La strategia dei piccoli passi di Gentiloni: “Soddisfatti, ma ora serve una svolta”
In pochi mesi molto è cambiato nel rapporto tra Roma e Bruxelles. Due «istantanee» restituiscono la novità: alle 9 del mattino il presidente del Consiglio incontra le centinaia di funzionari, dirigenti e diplomatici italiani che lavorano a Bruxelles, consuetudine per molti capi di governo europei ma non per gli italiani. Sei ore più tardi la cancelliera Angela Merkel e il presidente francese Emmanuel Macron, nella loro conferenza stampa congiunta, riconoscono che male ha fatto l’Europa a non ascoltare il grido di dolore italiano sulla questione migranti e che ora si dovrà fare il possibile per fronteggiare un fenomeno che non rappresenta più una semplice emergenza.
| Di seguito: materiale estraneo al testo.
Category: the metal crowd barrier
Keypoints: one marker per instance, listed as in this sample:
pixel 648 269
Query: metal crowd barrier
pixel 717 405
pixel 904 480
Una postura diversa dal passato da parte di Germania e Francia, ma non ancora un cambio di atteggiamento, che si è riflessa nel documento conclusivo del Consiglio Europeo: i flussi migratori nel Mediterraneo Centrale, e in particolare dalla Libia, sono una «sfida permanente» e quindi non è più un’emergenza, ma un grave problema cronico per il continente, che investe tutti, e quindi non solo i paesi in prima fila, Italia su tutti.
Progressi in gran parte semantici, Paolo Gentiloni lo sa bene, ed infatti è attento a non enfatizzare, a misurare pragmaticamente i risultati contenuti nelle Conclusioni del Consiglio. Col consueto understatement dice: «L’Italia può ritenersi soddisfatta». E rientrando a Roma spiega ai suoi: «Per noi è stato essenziale mantenere gli impegni anche sulla vicenda immigrazione. La Commissione ha apprezzato e ora anche se dobbiamo accontentarci delle partite che si svolgono giorno per giorno e in questi due giorni non si doveva risolvere il problema dei flussi ma affermare una serie di concetti, il lavoro da fare è ancora molto».
IL NODO LIBIA
In particolare, nelle Conclusioni. La Libia viene citata come il Paese-chiave, e infatti l’impegno della Ue è cresciuto molto, dall’operazione Sophia all’assistenza alla Guardia Costiera libica, che negli ultimi due mesi – come ricorda Gentiloni – ha effettuato 8600 salvataggi, ai quali si sommano i 6 mila rimpatri verso altri Paesi africani effettuati dallo Iom.
Certo, assistere il governo di Tripoli è essenziale, anche se – riconosce il presidente del Consiglio – la sua affidabilità non è la stessa che garantisce il governo turco, che poco più di un anno fa con il maxi intervento di 3 miliardi ha bloccato i flussi da est. E infatti Gentiloni usa parole misurate: «Se qualcuno pensa che le autorità libiche e quelle turche siano paragonabili fa una piccola forzatura: è evidente che oggi stiamo aprendo una strada e cercando di ottenere il massimo, inducendo la Commissione europea e Paesi membri a fare un investimento in cooperazione. Dobbiamo fare due mestieri: lavorare per sostenerlo e lavorarci per affrontare la questione migratoria». E poi con humour: «Se oggi qualcuno dicesse “Diamo 3 miliardi di euro alla Libia” bisognerebbe chiamare qualcuno da fuori e dirgli: “Prendetelo”».
LE SFIDE FUTURE
La novità che promette sviluppi futuri è il concetto di rafforzamento di cooperazione regionale nelle operazioni di «Search and Rescue», che potrebbe prevedere in prospettiva il principio di ampliamento degli approdi, «anche se sappiamo bene che i problemi con cui ci dobbiamo confrontare non si risolvono con le conclusioni di un documento del Consiglio europeo». Le partite europee sono fatte di piccoli passi, a volte impercettibili, ma nella filosofia «gentiloniana», l’importante è imboccare una direzione.